Software application developed through close consultation with all stakeholders, and constant iterations and improvements.
Registration of 1.5 million farmers, showing landholding, sown area, bank account and mobile numbers to have a unique and integrated database. (Farmers who did not possess a mobile in the family gave numbers of neighbors or friends or village headman; however, two-thirds of farmers did have a mobile phone in the family).
Some 5,000 data entry operators, runners and cooperative society managers were given Hands-on Training, organized at State and District level for all stakeholders for capacity building. A training-of-trainers strategy was adopted to complete this massive training exercise within two months. This itself has resulted in a huge injection of ‘digital awareness’ in the rural areas and indirectly positively impacted the functioning of cooperative societies in their other activities as well.
SMS (mobile text message) alert mechanism for farmers to have a systematic procedure for the sale of their produce. Farmers were asked to give a choice of date during the two month harvest period, and the software chooses the date closest to the choice, depending upon the handling capacity of the procurement centre. The farmer is sms-ed the date at the season start, and reminded four days before the actual date.

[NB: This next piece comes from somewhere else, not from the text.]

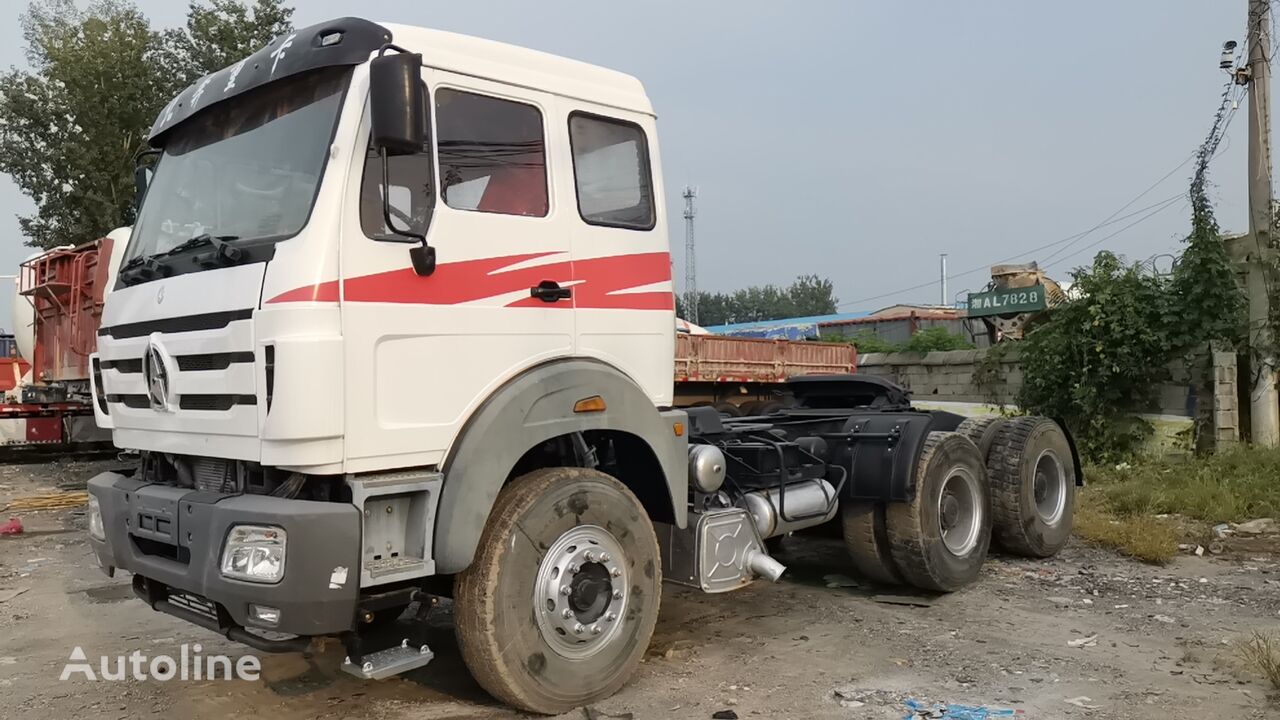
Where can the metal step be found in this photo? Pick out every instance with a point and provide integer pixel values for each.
(391, 661)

Waiting time at procurement centres was reduced from a period of several days to just a few hours.
Payments transferred to farmers’ bank accounts directly by bank transfer instead of manual cheque payments to farmers which reduced the delay, loss, malpractices involved in the payment process.
24X7 Call Centre established at State HQ to deal with inquiries/complaints from farmers.
Near real-time MIS reports covering quantity purchased from each farmer, tracking availability of packaging material, quantity transported from each centre, warehousing, payment to farmers, and re-deployment of personnel etc, thus enhancing decision making and planning at the District and State level, plugging loopholes, and weeding out malpractices and corruption.
Digital trail created for monitoring and evaluation, and massive digital inclusion achieved by involving farmers showing them what IT can do for them.